Ces critiques tombent alors même que le SFCB se dit plutôt satisfait des annonces gouvernementales dans le cadre du plan de relance. “Nous sommes contents de voir les ménages aisés rejoindre le dispositif MaPrimeRénov”, assure Eric Trendel. “Nous avions expliqué à l’État que les sortir du champs de l’aide risquerait de freiner la recherche & développement et la mise en place de produits innovants, comme les chaudières à granulés à condensation.” Mais pour le professionnel, tant que les détails précis de mis en œuvre ne sont pas connus, on reste dans l’attente. L’accès des ménages aisés à MaPrimeRénov sera-t-il conditionné à la réalisation d’un bouquet de travaux ? Les propriétaires bailleurs pourront-ils rénover le logement loué à la condition d’en diminuer le loyer ? A ces deux questions, le ministère délégué au Logement, contacté par nos soins, se contente de rappeler que tous les détails seront connus avant le 1er octobre prochain. “En tout état de cause, le Gouvernement souhaitera mettre en place une aide lisible et simple à solliciter, y compris pour les propriétaires bailleurs”, nous indique-t-il toutefois.Chaudières à bûches : le SFCB “tire la sonnette d’alarme”

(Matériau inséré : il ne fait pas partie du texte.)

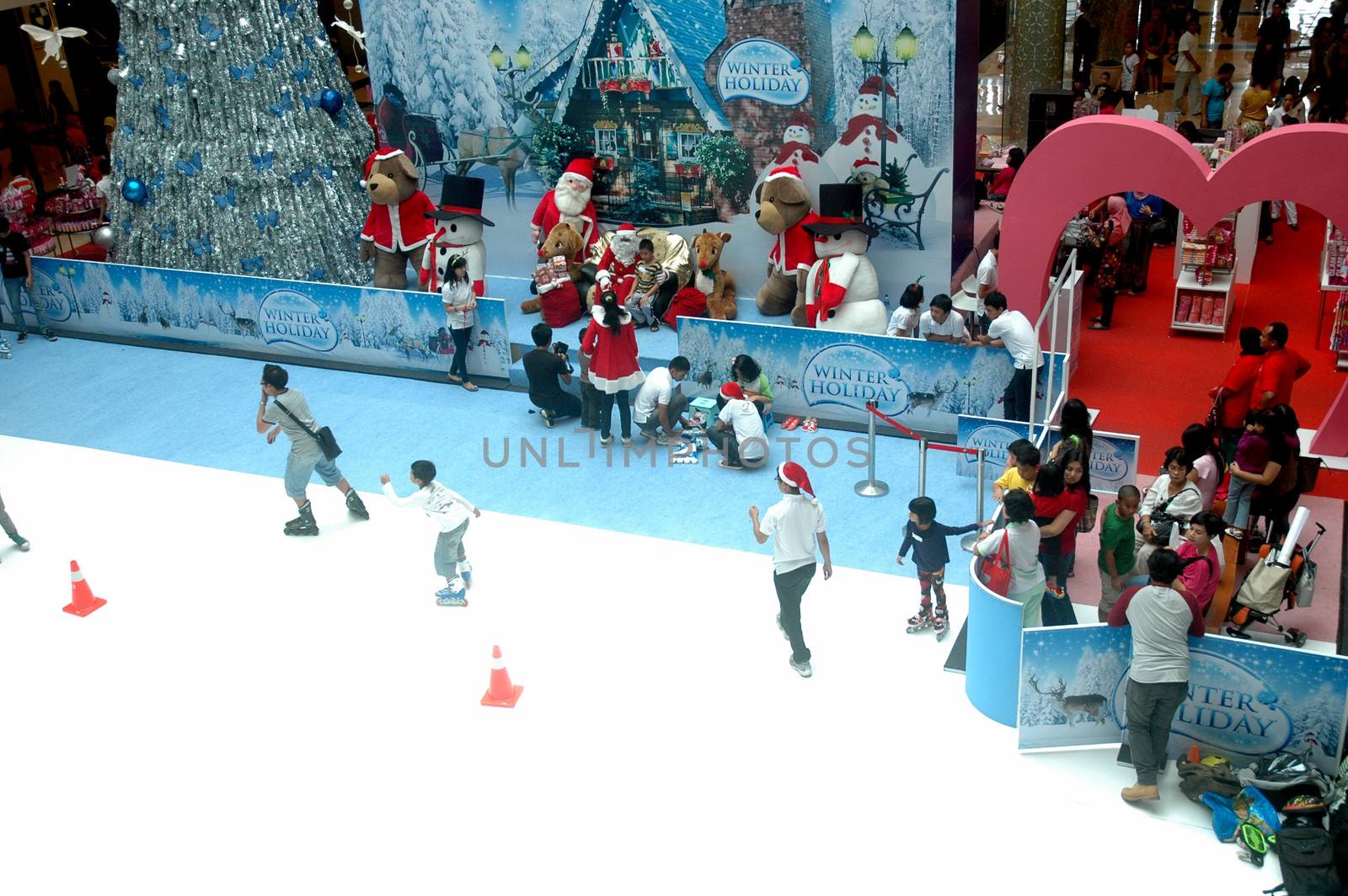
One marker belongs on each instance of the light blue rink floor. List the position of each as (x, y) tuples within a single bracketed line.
[(200, 408)]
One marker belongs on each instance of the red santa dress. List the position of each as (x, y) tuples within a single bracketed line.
[(613, 357)]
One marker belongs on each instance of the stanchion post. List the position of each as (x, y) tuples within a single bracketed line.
[(871, 487), (923, 468), (979, 500)]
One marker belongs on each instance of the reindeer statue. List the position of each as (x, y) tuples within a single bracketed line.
[(1091, 705), (246, 327)]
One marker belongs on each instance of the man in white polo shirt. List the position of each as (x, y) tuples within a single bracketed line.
[(940, 323), (1013, 332), (660, 403), (797, 522)]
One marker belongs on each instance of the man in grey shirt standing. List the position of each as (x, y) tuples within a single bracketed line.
[(290, 414), (1163, 620)]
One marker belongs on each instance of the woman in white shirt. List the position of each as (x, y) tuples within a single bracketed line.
[(1024, 552), (1172, 495), (460, 314)]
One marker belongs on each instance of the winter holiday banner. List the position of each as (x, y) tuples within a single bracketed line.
[(687, 105), (286, 320), (1114, 456), (1246, 698), (831, 376)]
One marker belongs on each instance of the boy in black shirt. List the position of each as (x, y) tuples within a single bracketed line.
[(927, 538)]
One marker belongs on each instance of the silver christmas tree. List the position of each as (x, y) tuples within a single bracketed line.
[(239, 145)]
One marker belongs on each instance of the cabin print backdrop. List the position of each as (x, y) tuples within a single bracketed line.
[(687, 104)]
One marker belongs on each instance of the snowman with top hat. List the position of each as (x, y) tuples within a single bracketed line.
[(842, 291), (458, 231)]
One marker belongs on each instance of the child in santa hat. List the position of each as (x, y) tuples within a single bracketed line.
[(797, 522)]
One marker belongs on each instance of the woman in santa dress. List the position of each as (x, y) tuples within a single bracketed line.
[(611, 344)]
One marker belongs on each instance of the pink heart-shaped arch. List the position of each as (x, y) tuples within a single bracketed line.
[(1100, 155)]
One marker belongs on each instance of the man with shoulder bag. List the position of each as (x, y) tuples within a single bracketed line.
[(312, 448)]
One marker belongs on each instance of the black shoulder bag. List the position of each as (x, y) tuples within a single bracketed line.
[(325, 438)]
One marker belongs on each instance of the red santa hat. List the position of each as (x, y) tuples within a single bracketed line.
[(789, 172), (583, 168), (732, 391), (871, 87), (794, 475), (377, 155)]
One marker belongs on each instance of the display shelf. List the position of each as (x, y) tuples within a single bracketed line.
[(1203, 307)]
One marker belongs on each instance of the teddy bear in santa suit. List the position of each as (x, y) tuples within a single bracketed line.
[(842, 291), (617, 267), (570, 202), (458, 231)]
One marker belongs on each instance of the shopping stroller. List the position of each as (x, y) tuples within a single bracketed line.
[(1271, 588)]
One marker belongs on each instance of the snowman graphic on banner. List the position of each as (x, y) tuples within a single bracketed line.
[(858, 150)]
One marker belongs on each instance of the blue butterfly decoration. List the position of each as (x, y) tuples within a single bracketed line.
[(206, 29), (286, 104), (192, 168)]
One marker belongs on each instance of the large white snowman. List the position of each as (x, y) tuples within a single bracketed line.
[(458, 231), (842, 290), (858, 150)]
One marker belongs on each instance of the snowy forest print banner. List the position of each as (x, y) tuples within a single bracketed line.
[(831, 376), (287, 320), (1246, 698), (509, 88)]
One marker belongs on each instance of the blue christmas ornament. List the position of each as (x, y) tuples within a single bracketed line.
[(135, 190), (330, 101)]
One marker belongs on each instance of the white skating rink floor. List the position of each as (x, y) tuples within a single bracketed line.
[(254, 713)]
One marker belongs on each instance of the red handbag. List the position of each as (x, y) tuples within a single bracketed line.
[(997, 569)]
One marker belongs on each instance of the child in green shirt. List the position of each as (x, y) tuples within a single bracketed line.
[(1116, 546)]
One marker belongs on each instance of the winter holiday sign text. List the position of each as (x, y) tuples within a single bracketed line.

Depuis plusieurs années, le syndicat français des chaudiéristes biomasse (SFCB) constate une baisse continue des ventes de chaudières à bûches, supplantées par les chaudières à granulés. “C’est dommageable, car nous avons dans la foret française un vivier de ressources pour faire du bois bûche.” Mais la foret française, très morcelée, reste sous-exploitée, et surtout, “se meurt”, pour Eric Trendel. “Énormément d’arbres subissent des chocs hydriques du fait des sécheresses, ils dépérissent.” D’où le double intérêt de gérer ces forets durablement en les mettant à contribution pour le renforcement de la filière ‘bûches’.Les professionnels de la biomasse attendent également un coup de pouce CEE à l’installation de chaudières bois bûches de dernière génération, ce qui permettrait de remplacer le parc d’appareils obsolètes, avec des effets bénéfiques en termes de pollution, d’efficacité énergétique, mais aussi pour participer à la structuration d’une filière française.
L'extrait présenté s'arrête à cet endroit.